Nei suo interventi pubblici (anche in occasione dell’ultimo Consiglio comunale di Saint-Vicnent), l’amministratore unico Di Matteo ha posto in rilievo il miglioramento del margine lordo operativo. La relazione della Struttura regionale riporta: “L’Ebitda è senz’altro un indicatore importante ma analizzato singolarmente, senza adeguata parametrizzazione con gli altri significativi indici di bilancio pare riduttivo. Sarebbe interessante vedere calcolato ad esempio il leverage. L’Ebitda è inferiore alle attese, in quanto anche i ricavi del primo trimestre non raggiungono i livelli indicati nel piano e non ha effetto il minor volume dei costi, come descritto nella relazione“.

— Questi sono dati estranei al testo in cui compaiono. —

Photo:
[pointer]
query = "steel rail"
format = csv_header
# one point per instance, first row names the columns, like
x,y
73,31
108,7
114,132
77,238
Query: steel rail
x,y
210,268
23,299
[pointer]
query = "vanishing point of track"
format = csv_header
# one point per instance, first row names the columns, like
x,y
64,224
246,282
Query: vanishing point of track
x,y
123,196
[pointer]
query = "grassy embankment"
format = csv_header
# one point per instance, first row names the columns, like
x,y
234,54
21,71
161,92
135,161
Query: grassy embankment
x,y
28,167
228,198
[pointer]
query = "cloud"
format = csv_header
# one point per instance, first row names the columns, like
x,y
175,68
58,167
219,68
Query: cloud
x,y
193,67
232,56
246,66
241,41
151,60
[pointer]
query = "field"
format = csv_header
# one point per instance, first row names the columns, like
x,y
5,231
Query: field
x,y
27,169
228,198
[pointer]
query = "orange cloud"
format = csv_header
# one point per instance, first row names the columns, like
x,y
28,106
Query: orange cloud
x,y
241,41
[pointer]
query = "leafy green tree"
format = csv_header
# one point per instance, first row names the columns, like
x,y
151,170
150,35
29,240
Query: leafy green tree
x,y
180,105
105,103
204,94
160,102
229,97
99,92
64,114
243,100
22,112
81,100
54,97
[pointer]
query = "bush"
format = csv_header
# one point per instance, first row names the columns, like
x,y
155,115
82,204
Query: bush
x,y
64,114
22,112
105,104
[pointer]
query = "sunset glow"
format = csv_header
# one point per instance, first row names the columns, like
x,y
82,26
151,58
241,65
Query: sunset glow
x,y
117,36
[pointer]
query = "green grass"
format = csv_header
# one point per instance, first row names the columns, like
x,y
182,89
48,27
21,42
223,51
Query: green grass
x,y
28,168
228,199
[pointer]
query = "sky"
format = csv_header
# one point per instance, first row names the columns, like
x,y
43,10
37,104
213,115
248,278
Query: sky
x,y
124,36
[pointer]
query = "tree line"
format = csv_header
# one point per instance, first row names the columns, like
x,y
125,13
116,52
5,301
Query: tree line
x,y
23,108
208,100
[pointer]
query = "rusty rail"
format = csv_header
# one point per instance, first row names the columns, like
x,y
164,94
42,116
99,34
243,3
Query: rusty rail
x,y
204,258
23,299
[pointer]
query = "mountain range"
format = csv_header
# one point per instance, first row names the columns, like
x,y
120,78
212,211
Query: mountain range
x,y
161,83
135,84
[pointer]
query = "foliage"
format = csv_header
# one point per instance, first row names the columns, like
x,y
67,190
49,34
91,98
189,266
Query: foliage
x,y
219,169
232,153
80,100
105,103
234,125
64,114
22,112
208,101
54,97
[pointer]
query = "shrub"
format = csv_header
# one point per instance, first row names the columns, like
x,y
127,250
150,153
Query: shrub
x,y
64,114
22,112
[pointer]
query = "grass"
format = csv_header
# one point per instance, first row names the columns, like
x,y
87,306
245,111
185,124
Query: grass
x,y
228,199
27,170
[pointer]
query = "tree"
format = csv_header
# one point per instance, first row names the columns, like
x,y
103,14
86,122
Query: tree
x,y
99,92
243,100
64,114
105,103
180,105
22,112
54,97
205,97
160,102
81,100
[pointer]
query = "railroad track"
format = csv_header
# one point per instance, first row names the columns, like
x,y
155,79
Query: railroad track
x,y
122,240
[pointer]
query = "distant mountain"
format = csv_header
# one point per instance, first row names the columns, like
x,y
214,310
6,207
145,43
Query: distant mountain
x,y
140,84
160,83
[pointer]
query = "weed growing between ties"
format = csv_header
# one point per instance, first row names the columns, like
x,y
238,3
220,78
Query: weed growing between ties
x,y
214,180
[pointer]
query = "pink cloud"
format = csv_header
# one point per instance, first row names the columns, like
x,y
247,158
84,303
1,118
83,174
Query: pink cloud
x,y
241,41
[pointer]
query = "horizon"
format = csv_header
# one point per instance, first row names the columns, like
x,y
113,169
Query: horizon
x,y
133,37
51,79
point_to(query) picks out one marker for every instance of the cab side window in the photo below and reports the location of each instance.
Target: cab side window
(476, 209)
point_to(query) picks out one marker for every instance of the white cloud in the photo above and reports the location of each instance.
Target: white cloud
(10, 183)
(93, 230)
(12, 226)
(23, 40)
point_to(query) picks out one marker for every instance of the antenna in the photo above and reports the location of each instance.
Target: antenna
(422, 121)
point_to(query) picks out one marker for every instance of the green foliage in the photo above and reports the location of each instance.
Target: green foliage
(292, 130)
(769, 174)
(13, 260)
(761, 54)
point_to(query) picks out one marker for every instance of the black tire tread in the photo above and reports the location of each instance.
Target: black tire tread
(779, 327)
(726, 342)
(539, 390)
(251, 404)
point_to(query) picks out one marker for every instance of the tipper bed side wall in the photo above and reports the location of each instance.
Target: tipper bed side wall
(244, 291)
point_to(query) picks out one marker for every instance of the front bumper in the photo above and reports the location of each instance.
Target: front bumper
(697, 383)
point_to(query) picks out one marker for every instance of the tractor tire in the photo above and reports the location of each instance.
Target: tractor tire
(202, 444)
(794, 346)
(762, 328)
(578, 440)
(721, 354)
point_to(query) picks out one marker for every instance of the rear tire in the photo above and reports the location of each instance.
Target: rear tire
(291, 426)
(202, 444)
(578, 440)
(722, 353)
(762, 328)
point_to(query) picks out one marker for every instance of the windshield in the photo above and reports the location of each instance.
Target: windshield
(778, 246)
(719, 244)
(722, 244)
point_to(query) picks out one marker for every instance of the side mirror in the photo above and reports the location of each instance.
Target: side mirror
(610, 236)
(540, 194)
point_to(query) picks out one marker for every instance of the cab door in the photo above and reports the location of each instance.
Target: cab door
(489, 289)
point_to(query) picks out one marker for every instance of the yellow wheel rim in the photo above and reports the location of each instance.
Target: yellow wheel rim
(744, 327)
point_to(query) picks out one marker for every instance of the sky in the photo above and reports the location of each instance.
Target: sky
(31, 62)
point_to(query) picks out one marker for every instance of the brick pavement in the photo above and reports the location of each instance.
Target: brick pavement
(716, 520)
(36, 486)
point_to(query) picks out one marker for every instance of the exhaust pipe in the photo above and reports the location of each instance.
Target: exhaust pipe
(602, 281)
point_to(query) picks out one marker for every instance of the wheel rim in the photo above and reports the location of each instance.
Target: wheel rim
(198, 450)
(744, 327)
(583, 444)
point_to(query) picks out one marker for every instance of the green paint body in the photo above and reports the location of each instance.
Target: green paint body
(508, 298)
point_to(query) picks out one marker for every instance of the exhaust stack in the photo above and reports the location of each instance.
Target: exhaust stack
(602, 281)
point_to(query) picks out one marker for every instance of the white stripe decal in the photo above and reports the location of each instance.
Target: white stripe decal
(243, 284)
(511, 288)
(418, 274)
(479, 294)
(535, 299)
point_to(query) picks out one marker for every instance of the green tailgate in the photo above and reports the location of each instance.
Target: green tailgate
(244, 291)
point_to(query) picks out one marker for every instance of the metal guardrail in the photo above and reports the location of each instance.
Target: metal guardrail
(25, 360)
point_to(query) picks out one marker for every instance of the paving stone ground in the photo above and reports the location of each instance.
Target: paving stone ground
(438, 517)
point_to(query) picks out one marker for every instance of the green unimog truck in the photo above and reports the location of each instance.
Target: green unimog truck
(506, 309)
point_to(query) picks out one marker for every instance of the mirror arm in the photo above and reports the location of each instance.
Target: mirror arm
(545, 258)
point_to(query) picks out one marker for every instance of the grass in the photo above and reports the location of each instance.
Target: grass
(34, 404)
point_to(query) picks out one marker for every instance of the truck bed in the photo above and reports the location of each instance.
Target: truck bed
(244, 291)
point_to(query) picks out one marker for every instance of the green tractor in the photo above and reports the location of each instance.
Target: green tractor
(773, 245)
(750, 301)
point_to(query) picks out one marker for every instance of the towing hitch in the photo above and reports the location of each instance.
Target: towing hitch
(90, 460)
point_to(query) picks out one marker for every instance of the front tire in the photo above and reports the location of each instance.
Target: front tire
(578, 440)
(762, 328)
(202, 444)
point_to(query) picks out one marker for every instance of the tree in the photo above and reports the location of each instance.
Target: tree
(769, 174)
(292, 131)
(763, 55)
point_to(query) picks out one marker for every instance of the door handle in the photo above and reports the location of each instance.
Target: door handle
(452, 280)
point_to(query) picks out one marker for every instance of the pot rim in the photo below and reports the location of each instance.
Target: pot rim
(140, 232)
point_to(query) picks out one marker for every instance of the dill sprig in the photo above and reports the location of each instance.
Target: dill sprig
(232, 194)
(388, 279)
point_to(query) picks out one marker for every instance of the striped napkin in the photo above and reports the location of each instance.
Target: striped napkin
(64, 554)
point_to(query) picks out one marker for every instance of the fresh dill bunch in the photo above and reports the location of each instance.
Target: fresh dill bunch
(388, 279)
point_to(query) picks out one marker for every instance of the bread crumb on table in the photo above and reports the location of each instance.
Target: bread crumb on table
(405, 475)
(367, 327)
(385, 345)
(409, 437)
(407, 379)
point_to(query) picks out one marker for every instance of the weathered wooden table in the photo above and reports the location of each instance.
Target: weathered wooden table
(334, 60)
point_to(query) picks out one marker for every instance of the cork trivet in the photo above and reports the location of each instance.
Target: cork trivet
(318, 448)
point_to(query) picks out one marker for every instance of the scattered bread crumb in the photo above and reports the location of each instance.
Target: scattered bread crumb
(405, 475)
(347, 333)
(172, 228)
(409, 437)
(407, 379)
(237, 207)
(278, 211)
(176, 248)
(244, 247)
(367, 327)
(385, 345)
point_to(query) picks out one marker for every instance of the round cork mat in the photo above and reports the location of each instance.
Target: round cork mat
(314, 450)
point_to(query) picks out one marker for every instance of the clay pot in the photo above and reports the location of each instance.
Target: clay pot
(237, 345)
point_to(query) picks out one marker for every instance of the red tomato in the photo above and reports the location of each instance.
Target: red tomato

Le conclusioni della relazione trimestrale sono che “I ricavi sono inferiori a quelli previsti nel piano e i minori proventi derivano dalla flessione sui giochi tradizionali e dalla mancata attivazione dei nuovi business, che invece nel piano parevano dover rappresentare un volano per la ripresa dei ricavi. (…) Si evidenza la riduzione del costo del personale (…) ma viene sottolineato che occorre ancora una contrazione in ragione del rapporto del costo del lavoro rispetto al fattura in quanto il primo rappresenta il 64% del fatturato. Occorre secondo il relatore della relazione una seria rivisitazione del piano poiché i ricavi non sono cresciuti , i costi si sono leggermente abbassati, ma a fronte di una diminuzione dei ricavi l’effetto è quasi anestetizzato, occorrono nuove strategie su organizzazione e fonti finanziarie. In pratica viene messo in discussione l’intero piano e le sue fondamenta“.
La delibera del Consiglio Valle che aveva approvato il piano aveva condizionato il terzo trasferimento al soddisfacimento di quattro condizioni: “concreto avvio del percorso di riduzione dei costi del personale, l’adozione del nuovo modello organizzativo, raggiungimento sostanziale dei risultati economici previsti dal piano, realizzazione del piano, dimostrabile attraverso un’analisi trimestrale sull’andamento delle azioni, sia in termini di aumento dei ricavi sia in termini di riduzione dei costi“.
Le azioni sarebbero dunque deficitarie rispetto ai due ultimi punti (oltre che rispetto al reperimento di nuove risorse).
In definitiva, secondo Stefania Magro e Valter Mombelli (i relatori delle controdeduzioni) “ad oggi, non sapendo quali potrebbero essere le azioni diverse da porre in essere rispetto a quelle già contenute nel piano, non si è in grado di comprendere l’utilità di un ulteriore versamento nelle casse della Casino. In particolare si evidenzia che i trasferimenti previsti dalla l.r. 7/2017 erano finalizzati al rilancio della gestione con nuove iniziative di sviluppo e di investimento, alla riduzione dei costi e alla valorizzazione degli investimenti immobiliari già realizzati, e non sicuramente alla copertura delle spese correnti“.